O número de mortos em decorrência dos terremotos que atingiram a Venezuela em 24 de junho subiu para 5.069, segundo balanço divulgado nesta sexta-feira (17) por Jorge Rodríguez, presidente da Assembleia Nacional. Os dados oficiais também registram 16.740 feridos, 6.462 pessoas resgatadas e 17.907 pessoas que permanecem sem moradia.
Segundo o levantamento, 128.324 famílias receberam atendimento desde o início da emergência. Atualmente, 21.235 pessoas estão abrigadas em 107 acampamentos transitórios. O governo também contabiliza 856 edifícios afetados, dos quais 190 desabaram, além da distribuição de 10.063 toneladas de alimentos e 29,5 milhões de litros de água às regiões atingidas.

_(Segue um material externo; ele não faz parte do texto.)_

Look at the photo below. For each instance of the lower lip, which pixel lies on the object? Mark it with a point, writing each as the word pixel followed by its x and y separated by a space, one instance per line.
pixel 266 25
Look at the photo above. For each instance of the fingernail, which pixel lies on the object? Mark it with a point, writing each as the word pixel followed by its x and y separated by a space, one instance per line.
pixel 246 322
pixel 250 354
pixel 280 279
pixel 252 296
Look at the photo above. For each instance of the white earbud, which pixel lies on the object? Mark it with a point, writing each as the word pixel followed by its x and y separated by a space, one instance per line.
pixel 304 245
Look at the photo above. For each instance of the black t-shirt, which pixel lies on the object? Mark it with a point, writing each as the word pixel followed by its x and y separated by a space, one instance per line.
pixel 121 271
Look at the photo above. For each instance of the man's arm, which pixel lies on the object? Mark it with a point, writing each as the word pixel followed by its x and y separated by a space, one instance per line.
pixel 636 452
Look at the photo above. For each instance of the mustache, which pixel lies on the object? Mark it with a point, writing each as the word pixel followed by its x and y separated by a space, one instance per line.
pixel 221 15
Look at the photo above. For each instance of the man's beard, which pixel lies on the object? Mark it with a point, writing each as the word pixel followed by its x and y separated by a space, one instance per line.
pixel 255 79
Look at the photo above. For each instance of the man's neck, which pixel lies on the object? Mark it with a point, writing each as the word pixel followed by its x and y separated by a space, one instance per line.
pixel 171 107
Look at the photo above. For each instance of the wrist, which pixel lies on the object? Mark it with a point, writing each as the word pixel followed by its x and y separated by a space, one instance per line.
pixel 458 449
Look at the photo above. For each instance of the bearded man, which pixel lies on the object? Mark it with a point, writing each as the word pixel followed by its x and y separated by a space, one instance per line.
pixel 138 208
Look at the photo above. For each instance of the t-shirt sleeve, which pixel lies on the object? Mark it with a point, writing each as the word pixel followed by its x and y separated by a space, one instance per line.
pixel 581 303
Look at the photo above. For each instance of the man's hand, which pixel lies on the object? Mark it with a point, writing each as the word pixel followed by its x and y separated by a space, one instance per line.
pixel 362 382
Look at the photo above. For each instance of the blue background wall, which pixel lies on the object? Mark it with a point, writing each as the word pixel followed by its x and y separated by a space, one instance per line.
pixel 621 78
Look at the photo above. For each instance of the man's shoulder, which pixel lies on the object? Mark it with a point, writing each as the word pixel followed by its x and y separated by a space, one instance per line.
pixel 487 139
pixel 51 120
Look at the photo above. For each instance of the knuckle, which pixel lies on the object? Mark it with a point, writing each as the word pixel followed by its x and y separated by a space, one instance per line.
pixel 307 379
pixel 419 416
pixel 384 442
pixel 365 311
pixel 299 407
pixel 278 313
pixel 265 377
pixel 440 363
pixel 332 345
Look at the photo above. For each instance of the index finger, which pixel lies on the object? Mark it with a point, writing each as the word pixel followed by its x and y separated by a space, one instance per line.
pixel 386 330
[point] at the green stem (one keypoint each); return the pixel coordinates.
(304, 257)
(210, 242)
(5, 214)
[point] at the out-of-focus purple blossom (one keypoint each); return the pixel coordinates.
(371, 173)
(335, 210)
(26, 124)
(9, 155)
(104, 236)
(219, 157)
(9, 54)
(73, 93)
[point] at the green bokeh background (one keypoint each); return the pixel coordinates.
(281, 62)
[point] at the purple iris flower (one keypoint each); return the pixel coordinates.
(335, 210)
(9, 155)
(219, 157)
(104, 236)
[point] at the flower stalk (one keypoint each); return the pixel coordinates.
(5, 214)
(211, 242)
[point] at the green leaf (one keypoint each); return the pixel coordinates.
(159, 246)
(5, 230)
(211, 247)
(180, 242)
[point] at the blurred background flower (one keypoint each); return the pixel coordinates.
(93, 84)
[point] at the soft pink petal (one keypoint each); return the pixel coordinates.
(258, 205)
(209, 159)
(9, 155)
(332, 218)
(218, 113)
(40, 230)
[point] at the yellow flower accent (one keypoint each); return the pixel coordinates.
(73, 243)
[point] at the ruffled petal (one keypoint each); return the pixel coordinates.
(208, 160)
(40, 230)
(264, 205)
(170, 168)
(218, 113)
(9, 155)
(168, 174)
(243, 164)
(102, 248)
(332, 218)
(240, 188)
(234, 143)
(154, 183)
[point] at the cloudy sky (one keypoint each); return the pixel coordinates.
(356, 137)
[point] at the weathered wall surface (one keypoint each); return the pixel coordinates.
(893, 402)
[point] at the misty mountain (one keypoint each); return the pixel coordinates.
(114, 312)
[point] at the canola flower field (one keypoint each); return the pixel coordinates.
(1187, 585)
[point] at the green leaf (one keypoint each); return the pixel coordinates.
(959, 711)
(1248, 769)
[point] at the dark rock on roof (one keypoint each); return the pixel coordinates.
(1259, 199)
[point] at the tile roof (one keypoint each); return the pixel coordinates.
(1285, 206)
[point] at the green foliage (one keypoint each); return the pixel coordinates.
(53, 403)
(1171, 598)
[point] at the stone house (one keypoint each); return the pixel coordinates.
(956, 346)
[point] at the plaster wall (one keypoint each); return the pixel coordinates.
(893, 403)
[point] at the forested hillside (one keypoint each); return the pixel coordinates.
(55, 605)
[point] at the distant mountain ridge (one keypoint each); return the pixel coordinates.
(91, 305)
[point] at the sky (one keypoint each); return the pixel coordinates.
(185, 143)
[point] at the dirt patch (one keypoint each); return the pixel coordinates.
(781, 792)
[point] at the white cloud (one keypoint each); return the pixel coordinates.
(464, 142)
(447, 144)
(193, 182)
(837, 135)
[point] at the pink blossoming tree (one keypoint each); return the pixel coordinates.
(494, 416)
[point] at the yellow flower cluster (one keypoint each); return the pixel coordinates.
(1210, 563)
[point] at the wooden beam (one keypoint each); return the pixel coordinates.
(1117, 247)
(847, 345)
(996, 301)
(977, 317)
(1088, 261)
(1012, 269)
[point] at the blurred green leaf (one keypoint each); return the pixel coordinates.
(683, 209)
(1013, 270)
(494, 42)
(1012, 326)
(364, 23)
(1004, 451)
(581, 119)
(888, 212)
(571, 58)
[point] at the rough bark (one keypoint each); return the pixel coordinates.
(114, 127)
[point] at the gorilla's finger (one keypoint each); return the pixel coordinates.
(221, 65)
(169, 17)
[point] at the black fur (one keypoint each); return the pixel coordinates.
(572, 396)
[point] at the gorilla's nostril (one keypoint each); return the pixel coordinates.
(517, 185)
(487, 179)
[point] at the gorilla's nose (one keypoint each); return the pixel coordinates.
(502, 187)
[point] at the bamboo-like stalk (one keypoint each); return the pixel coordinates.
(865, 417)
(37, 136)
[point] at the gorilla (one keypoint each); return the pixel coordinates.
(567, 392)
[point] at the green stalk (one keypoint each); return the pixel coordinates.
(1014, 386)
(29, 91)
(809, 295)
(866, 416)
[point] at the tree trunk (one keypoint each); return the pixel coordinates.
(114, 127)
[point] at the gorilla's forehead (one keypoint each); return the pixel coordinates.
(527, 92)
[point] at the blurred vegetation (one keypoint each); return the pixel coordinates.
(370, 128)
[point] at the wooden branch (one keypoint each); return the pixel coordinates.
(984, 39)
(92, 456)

Os terremotos de magnitudes 7,2 e 7,5 atingiram a região centro-norte da Venezuela em 24 de junho, provocando destruição principalmente nos estados de La Guaira, Miranda e na região metropolitana de Caracas. Desde então, equipes de resgate, profissionais da saúde, militares e voluntários atuam nas operações de busca, atendimento às vítimas e reconstrução das áreas afetadas.
Nos últimos dias, o governo venezuelano também colocou em funcionamento o Cadastro de Moradias Únicas, voltado às famílias que perderam suas casas. Segundo Jorge Rodríguez, o objetivo é consolidar um levantamento detalhado dos afetados para garantir soluções habitacionais permanentes e dar transparência ao processo de reassentamento.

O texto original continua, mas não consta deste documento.